British Columbians' day-to-day spending money continues to shrink

Gentlemen, have you done double take recently – looked at your hands and realized they are not the hands you felt digging for coins in you pants’ pocket?

Ladies, have you looked in the change pouch in your purse recently and noticed your money appears to be mysteriously disappearing?

Well, you are not alone dear readers.

Pretty much every British Columbian is walking around with a little less jingle in their jeans this month, and the pocket change will continue to shrink for years to come.

The reason we having less spending money is our senior levels of government played an April Fools’ Day joke on us at the beginning of the month.

So here is what happened on April 1, 2014:

• BC Hydro fees jumped up nine per cent. It is the first of five planned annual hikes by our family friendly B.C. Liberal government.

• Canada Post was “forced” to raise the price of a regular postage stamp from 63 cents to a $1. It will be tough on businesses that rely on the postal service, and a little harder to write a letter to family and friends, or ship off parcels to folks celebrating special occasions.

• Ferry rates were also increase for the already outrageous fees, and free weekday rides for seniors have been cancelled. However, it’s only going be painful for the folks who need to ride the ferries to conduct business, commute or visit loved ones.

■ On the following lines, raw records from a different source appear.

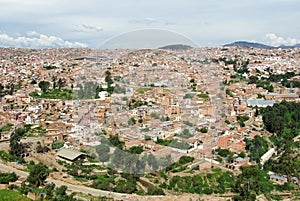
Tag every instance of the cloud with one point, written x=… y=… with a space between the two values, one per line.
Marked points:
x=150 y=21
x=36 y=40
x=275 y=40
x=88 y=28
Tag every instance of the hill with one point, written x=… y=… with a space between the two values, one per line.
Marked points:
x=259 y=45
x=250 y=44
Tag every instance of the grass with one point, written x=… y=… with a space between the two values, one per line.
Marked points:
x=12 y=196
x=6 y=128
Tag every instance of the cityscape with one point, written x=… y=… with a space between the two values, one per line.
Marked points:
x=141 y=101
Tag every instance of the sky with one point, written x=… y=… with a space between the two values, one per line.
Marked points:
x=91 y=23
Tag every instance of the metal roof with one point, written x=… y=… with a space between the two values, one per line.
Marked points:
x=69 y=154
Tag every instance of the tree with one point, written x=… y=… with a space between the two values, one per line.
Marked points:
x=16 y=147
x=60 y=83
x=44 y=86
x=103 y=152
x=37 y=175
x=49 y=189
x=54 y=82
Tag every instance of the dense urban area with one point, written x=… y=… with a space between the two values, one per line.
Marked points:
x=219 y=123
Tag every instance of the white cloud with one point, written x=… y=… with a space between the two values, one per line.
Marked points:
x=150 y=21
x=275 y=40
x=36 y=40
x=88 y=28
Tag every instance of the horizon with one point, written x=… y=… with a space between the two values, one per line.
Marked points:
x=39 y=24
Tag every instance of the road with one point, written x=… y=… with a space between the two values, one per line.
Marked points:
x=28 y=140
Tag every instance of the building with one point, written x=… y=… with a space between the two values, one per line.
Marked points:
x=278 y=179
x=70 y=155
x=267 y=156
x=260 y=103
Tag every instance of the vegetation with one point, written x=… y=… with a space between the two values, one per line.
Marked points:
x=5 y=178
x=6 y=128
x=12 y=196
x=216 y=182
x=283 y=121
x=251 y=182
x=37 y=175
x=17 y=148
x=256 y=147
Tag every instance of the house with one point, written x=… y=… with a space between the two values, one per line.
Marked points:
x=278 y=179
x=70 y=155
x=260 y=103
x=267 y=156
x=241 y=161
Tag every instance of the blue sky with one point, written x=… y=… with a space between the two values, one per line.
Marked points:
x=89 y=23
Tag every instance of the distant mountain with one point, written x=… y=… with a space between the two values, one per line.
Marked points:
x=249 y=44
x=289 y=46
x=259 y=45
x=177 y=47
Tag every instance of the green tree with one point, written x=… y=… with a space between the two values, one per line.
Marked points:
x=37 y=175
x=44 y=86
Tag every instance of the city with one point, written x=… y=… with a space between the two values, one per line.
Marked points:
x=210 y=123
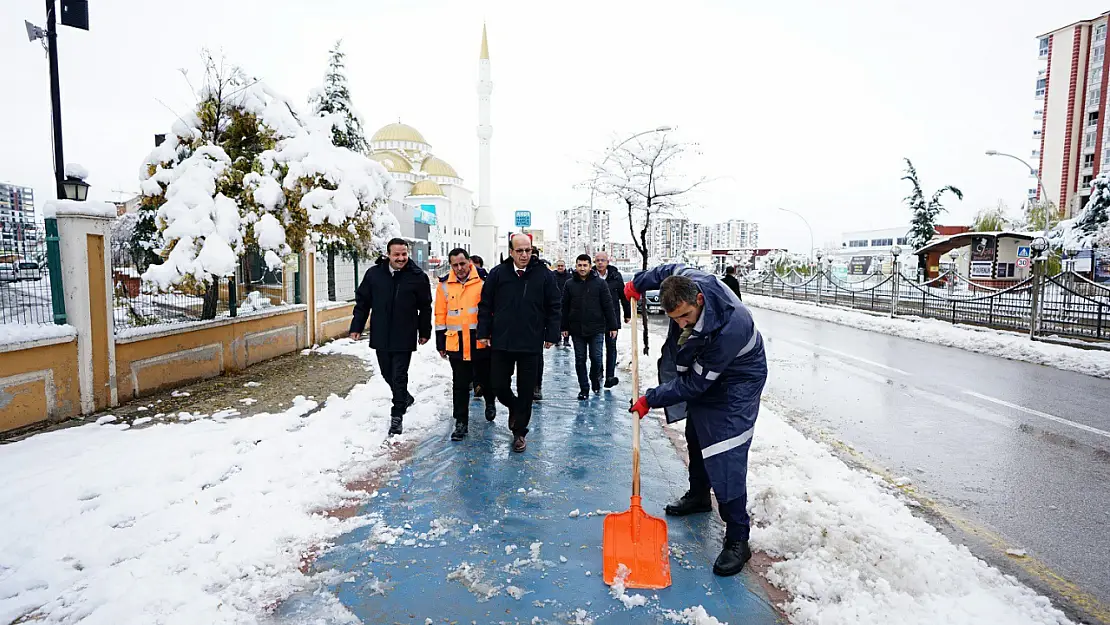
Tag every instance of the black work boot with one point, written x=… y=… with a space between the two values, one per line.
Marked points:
x=461 y=431
x=689 y=503
x=732 y=558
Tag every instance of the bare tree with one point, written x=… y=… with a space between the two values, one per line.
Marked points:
x=645 y=174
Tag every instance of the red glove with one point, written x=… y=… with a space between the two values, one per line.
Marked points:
x=631 y=292
x=641 y=406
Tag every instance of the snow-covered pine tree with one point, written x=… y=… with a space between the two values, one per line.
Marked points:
x=1096 y=214
x=334 y=99
x=924 y=222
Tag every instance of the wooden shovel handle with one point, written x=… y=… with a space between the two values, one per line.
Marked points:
x=635 y=396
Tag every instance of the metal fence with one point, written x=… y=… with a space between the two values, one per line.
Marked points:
x=133 y=306
x=1067 y=304
x=24 y=274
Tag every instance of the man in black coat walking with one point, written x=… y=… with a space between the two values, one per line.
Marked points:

While these may seem like paltry increases, they are compounded by other recent government increases: ICBC ($10/year); EI ($23/year for the average worker); MSP ($60/year for average family); and CPP ($70/year).

B.C. income taxes have also gone up for working couple because of lower basic personal and spousal income thresholds.

Meanwhile, the rich folks, including the bureaucrats and the politicians, won’t feel any pain from the increased rates and fees. Even if the increases do garner some attention from them, they will shrug it off.

However, the ever-shrinking middle-class folks will probably feel it as the monthly bills come in and the take-home pay slowly becomes a little smaller.

The elderly, single parents and folks who live near or below the poverty line are definitely going to feel the pain in their day-to-day existences.

There is going to be a breaking point unless some changes are made.

How many people will be sitting in the dark because they can’t afford electricity?

It won’t be the MLAs who sit in the copper-domed tower of the legislature – unless the lights are turned out on them in the next provincial election.